Q: Did everybody figure it out?

A: Yeah, and I can say that because we're all here. We're all in our 60s now, and we're still touring, we're still doing the big shows. I've got more energy now than I did when I was 30. I mean, there was a different work ethic then. Our big brothers died at 27 and we're in our 60s, so we had to have learned something. Look at Iggy Pop. Keith Richards, how is he still alive?

Q: He seems immortal.

A: If there's ever a nuclear war or a meteor hits the world and it's over, there'll [still] be cockroaches and Keith Richards.

Q: As an avowed Christian, do you have any issues touring with the author of “Antichrist Superstar”?

A: You know, the funny thing about it is, I never have approached [Manson] about anything on that. I've defended my faith and he defends his, so we meet in the middle somewhere. I stay away from politics and religion onstage, but it's an interesting talk when we talk to each other. It's basically about how do you separate the character from daily life? We both have different views on how that works, and I told him, “What I think is, eventually you're going to have to separate it.” In order to fuel that 24-hour character, you either have to drink or drug yourself into it, and pretty soon that won't last. I tried it, and I was on my way out just trying to maintain the character. I had to say, “I'm going to play this character, I'm not going to be this character.”

Q: As a recovering alcoholic, does being around drug and alcohol abuse make touring difficult?

A: When I came out of the hospital, it was a whole different thing. I was the classic alcoholic, my doctor said I was a textbook alcoholic. He said, “You drink in order to get things done, it's like a medicine for you.” I said, “You're right.” I was always on a golden buzz — I drank all day, but I never slurred my speech or anything. When I came out of the hospital, I kept waiting for the craving to come, and it never came. It was a miracle. I tell people I'm not a cured alcoholic, I'm a healed alcoholic. I never went to AA or anything like that, and I give all credit to God for that. Even the doctor said, “This is a miracle that you're not falling back on alcohol every time there's a stressful situation.”
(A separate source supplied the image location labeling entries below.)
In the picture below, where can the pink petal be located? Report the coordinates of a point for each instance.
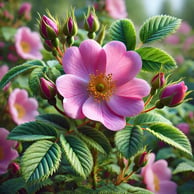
(98, 111)
(125, 106)
(121, 64)
(75, 94)
(167, 187)
(160, 168)
(93, 56)
(134, 88)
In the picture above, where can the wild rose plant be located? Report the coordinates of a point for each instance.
(86, 118)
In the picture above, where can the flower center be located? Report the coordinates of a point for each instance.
(156, 183)
(20, 109)
(25, 47)
(1, 153)
(101, 86)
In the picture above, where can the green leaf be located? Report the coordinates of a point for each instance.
(129, 140)
(171, 135)
(78, 154)
(150, 118)
(155, 60)
(124, 31)
(183, 167)
(57, 121)
(40, 160)
(15, 71)
(95, 139)
(158, 27)
(34, 79)
(32, 131)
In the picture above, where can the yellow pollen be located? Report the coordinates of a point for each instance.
(1, 153)
(25, 46)
(156, 183)
(101, 86)
(20, 109)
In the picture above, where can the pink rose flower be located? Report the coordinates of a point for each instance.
(173, 94)
(157, 175)
(100, 83)
(116, 9)
(184, 127)
(3, 70)
(28, 44)
(7, 151)
(21, 107)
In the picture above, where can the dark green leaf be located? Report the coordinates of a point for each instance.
(78, 154)
(158, 27)
(155, 60)
(95, 139)
(15, 71)
(32, 131)
(150, 118)
(124, 31)
(34, 79)
(171, 135)
(129, 140)
(40, 160)
(57, 121)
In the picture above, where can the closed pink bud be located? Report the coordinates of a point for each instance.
(173, 94)
(48, 28)
(14, 168)
(48, 89)
(158, 81)
(25, 10)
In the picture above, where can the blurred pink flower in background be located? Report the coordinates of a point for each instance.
(25, 10)
(184, 127)
(157, 175)
(172, 39)
(116, 8)
(21, 107)
(102, 85)
(28, 44)
(3, 70)
(184, 28)
(7, 151)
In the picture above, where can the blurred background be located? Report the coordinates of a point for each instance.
(138, 10)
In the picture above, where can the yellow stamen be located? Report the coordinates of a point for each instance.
(25, 46)
(20, 109)
(101, 86)
(1, 153)
(156, 183)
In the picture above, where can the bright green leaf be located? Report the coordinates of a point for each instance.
(32, 131)
(129, 140)
(171, 135)
(15, 71)
(78, 154)
(94, 138)
(34, 79)
(124, 31)
(158, 27)
(57, 121)
(150, 118)
(40, 160)
(155, 60)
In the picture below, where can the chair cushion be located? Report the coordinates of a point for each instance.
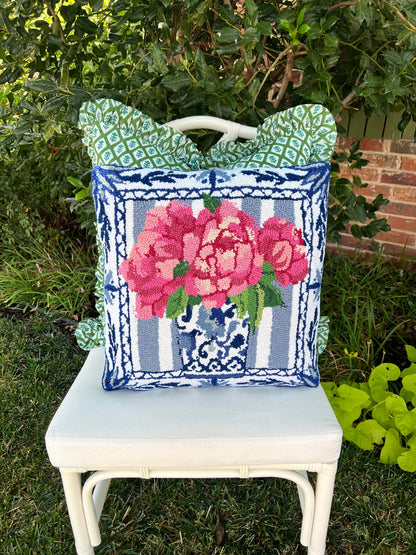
(189, 427)
(211, 277)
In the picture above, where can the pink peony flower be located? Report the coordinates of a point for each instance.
(148, 269)
(282, 245)
(223, 255)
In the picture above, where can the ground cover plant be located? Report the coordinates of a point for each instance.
(373, 509)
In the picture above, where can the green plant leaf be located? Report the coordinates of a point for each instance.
(396, 404)
(406, 422)
(379, 378)
(382, 416)
(404, 419)
(176, 303)
(411, 353)
(349, 398)
(368, 433)
(410, 370)
(330, 389)
(392, 447)
(407, 460)
(408, 391)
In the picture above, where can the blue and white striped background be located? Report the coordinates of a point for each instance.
(144, 353)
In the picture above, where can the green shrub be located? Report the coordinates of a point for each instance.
(174, 58)
(381, 411)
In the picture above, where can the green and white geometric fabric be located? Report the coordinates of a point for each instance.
(295, 137)
(116, 134)
(119, 135)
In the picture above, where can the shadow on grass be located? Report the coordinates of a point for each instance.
(373, 510)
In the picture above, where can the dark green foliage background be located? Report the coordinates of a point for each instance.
(175, 58)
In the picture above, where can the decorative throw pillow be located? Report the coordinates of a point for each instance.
(211, 277)
(121, 135)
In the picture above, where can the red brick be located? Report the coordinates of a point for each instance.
(396, 237)
(405, 194)
(372, 145)
(403, 147)
(400, 209)
(408, 163)
(389, 161)
(368, 174)
(343, 143)
(398, 223)
(375, 189)
(401, 178)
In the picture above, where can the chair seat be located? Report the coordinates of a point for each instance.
(171, 428)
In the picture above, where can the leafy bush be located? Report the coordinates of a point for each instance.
(381, 411)
(174, 58)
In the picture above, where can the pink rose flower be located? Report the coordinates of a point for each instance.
(148, 269)
(223, 255)
(282, 245)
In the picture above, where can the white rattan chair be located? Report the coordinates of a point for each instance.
(206, 432)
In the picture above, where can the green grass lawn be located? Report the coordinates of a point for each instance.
(374, 508)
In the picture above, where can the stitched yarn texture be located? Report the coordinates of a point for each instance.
(161, 304)
(120, 135)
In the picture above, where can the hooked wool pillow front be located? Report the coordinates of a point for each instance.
(211, 277)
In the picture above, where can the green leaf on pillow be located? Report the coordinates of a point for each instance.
(181, 268)
(176, 303)
(194, 301)
(211, 203)
(241, 302)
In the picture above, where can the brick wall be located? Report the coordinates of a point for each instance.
(392, 172)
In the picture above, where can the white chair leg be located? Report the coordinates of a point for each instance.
(72, 487)
(323, 500)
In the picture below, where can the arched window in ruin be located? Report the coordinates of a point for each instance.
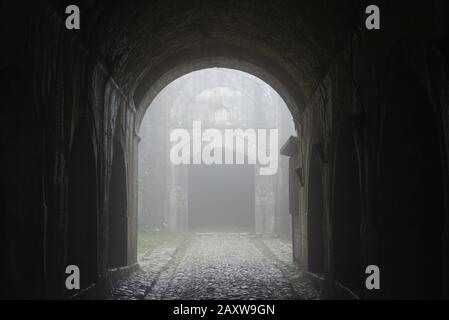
(82, 219)
(118, 220)
(315, 215)
(346, 218)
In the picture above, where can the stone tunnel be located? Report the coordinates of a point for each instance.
(371, 109)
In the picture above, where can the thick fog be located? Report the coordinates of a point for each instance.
(214, 197)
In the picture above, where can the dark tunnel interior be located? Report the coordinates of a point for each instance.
(343, 125)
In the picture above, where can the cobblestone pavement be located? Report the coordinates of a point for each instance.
(218, 266)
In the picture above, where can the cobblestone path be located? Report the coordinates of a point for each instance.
(218, 266)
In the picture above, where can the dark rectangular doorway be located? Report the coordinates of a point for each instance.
(221, 197)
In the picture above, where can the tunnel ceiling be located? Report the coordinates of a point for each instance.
(135, 37)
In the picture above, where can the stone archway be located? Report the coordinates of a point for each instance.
(82, 224)
(410, 193)
(346, 218)
(118, 206)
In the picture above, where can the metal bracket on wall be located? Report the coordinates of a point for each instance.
(323, 151)
(300, 173)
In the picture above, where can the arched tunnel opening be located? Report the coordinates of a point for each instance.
(92, 113)
(215, 204)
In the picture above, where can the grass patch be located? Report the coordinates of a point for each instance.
(151, 238)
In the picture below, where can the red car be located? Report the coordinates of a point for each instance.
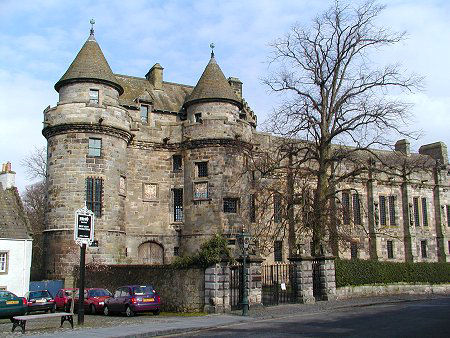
(94, 299)
(131, 299)
(63, 298)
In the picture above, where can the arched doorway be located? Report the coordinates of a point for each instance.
(151, 253)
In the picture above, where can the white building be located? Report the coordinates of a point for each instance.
(15, 239)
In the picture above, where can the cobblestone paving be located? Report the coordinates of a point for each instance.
(45, 327)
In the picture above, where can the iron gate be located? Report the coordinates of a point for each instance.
(279, 284)
(317, 287)
(236, 283)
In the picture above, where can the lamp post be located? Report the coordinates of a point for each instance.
(245, 240)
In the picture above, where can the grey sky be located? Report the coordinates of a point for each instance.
(41, 38)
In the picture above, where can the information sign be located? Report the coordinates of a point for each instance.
(84, 226)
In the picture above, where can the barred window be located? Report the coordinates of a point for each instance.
(424, 212)
(144, 113)
(277, 208)
(95, 147)
(392, 210)
(278, 251)
(354, 250)
(230, 205)
(382, 200)
(252, 208)
(346, 208)
(93, 96)
(390, 249)
(94, 194)
(178, 205)
(202, 169)
(423, 248)
(416, 211)
(177, 162)
(200, 190)
(356, 209)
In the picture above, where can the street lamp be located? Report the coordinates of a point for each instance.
(245, 241)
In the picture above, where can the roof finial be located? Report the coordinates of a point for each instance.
(92, 22)
(212, 49)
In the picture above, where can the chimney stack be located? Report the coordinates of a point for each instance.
(155, 76)
(7, 176)
(437, 150)
(402, 146)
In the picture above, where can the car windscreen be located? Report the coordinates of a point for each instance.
(143, 290)
(7, 295)
(99, 293)
(39, 294)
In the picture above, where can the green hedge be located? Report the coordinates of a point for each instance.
(364, 272)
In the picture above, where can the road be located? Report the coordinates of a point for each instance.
(407, 319)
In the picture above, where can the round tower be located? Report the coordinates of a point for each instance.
(87, 135)
(214, 135)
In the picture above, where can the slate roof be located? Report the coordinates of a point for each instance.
(89, 65)
(213, 86)
(170, 98)
(13, 220)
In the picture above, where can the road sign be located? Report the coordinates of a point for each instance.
(84, 226)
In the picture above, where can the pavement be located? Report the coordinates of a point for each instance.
(162, 326)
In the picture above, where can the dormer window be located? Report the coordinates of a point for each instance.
(93, 96)
(144, 113)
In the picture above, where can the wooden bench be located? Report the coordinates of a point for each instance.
(22, 320)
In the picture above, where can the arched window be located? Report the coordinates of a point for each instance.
(151, 253)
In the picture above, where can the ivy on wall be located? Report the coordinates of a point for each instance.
(366, 272)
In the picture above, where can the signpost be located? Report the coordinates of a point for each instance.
(83, 235)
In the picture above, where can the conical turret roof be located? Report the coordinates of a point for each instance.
(89, 65)
(212, 86)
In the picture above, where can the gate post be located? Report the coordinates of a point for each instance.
(304, 275)
(328, 278)
(254, 279)
(217, 288)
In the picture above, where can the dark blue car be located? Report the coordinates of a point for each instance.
(132, 299)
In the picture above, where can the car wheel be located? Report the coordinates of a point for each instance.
(106, 311)
(129, 312)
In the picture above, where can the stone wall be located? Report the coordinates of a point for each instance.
(391, 289)
(181, 290)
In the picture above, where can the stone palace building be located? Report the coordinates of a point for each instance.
(160, 165)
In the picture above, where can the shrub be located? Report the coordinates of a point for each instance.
(211, 252)
(363, 272)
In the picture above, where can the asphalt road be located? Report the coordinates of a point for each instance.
(429, 318)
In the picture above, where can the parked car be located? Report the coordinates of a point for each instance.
(63, 298)
(131, 299)
(94, 299)
(40, 300)
(11, 305)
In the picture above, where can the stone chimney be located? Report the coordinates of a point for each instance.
(7, 176)
(437, 150)
(155, 76)
(236, 84)
(402, 146)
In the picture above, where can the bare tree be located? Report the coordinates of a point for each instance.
(336, 102)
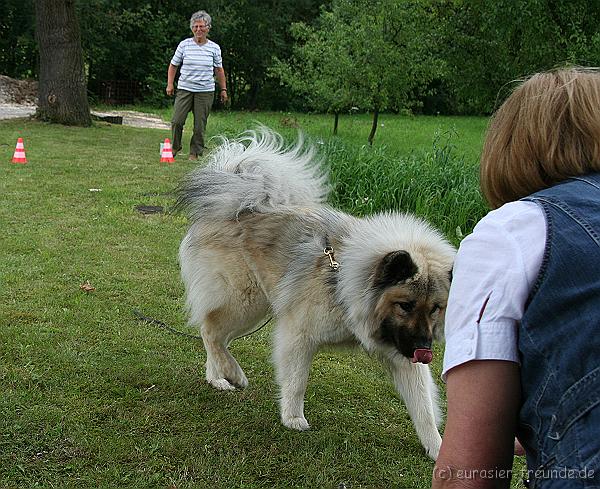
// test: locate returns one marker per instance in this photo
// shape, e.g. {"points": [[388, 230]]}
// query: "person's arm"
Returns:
{"points": [[172, 71], [478, 443], [222, 81]]}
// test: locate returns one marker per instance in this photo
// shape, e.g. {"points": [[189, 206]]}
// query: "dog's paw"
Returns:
{"points": [[433, 449], [240, 381], [298, 423], [221, 384]]}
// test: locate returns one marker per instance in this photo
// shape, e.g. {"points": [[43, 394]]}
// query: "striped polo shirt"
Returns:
{"points": [[197, 65]]}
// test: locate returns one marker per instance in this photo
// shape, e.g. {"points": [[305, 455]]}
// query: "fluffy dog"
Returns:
{"points": [[263, 242]]}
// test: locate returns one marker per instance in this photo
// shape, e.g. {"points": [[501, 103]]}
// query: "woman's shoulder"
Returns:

Q: You've put out a lot of records — 28 studio albums at this point — how do you approach putting together a set list?

A: It's the hardest thing in the world. Well, I thought it was hard for me until I went and saw [Paul] McCartney. I saw his set list backstage, and it was 38 songs. Every single song was something I wanted to hear. He said, “Well, that's our odd number days. Here's our even number days.” And it was just as good.

So, we play 28 songs from different eras. You have to play the hits, that's what people came for — there's 14 songs right there. And then you think, “What do the hardcore fans want to hear? What will surprise them?”